For a full complement of coastal activities, Carlisle Bay comes highly commended. Sunbathe, swim or wholeheartedly awaken your sense of adventure with a spot of scuba diving. Shipwrecks, reefs and an entire rainbow of fish are begging to be discovered – it’s the stuff snorkelling dreams are made of. Add a bale of turtles to the mix and you are sure to be in the best of company.
Rum is Barbados what Guinness is to Dublin, so finding yourself in at least one distillery during your time on the island is something of a rite of passage. Mount Gay presents barrels of rum-related experiences, each of which will leave you educated, inspired and, quite possibly, mildly inebriated. Food pairings, cocktail masterclasses and guided tours, it’s all there for the taking in St. Lucy. After all, these guys have been making rum since 1703, so it’s fair to say you’ll be in safe hands. Alternatively, be taken on a verbal whistle-stop tour of Mount Gay’s history before propping up the bar and getting down to enjoying the good stuff. You are in Barbados, after all.
If you imagine yourself gazing out over the Caribbean, barely lifting a finger for your next cocktail, slink your way over to Sea Shed. Think crisp-white cabanas framed by the silhouette of the surrounding palm trees; it’s preened and polished to within an inch of its life, but boy is this the place to be. Ingredients are sourced from the richest of local pantries – the sea – and served up with the respect they deserve.
In the event that nothing short of the national dish will suffice, Barbados invites you to give cou cou and fried flying fish a try. In essence, it’s a stew concocted using the native fish that’s so ingrained in the local culture that not only does it feature on the national currency, but also on the Barbados Tourism Authority’s logo. Cou cou is not dissimilar to polenta, which when laced with okra, herbs, spices and a customary chilli, pops and zings in all the right places. As you’d rightly expect, there are swathes of fine examples to be found dotted all over the island, but Mustor’s Restaurant in Bridgetown is hailed among the best.

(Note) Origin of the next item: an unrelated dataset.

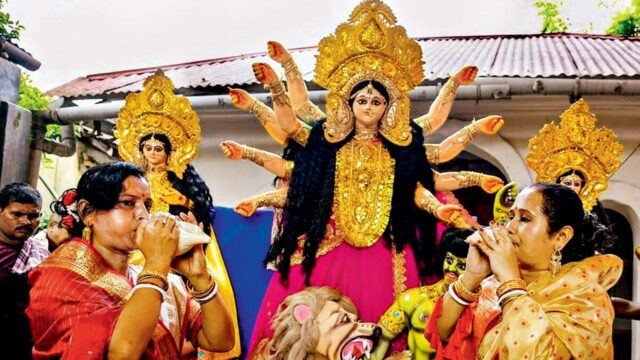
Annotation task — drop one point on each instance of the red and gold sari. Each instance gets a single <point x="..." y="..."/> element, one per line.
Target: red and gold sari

Should that not entirely satisfy your cravings – and you find yourself spending 36 hours in Barbados on a weekend – a famous fish fry will do the trick. Oistins is an unassuming town that dwells on the south coast, but once Friday and Saturday roll around, there is quite simply no other place to be. Oistins Bay Gardens tosses local fish, lobster and chicken on the grill, which when served with a local beer as the sunset sky is ablaze, will leave you wondering whether these 36 hours really do need to come to an end.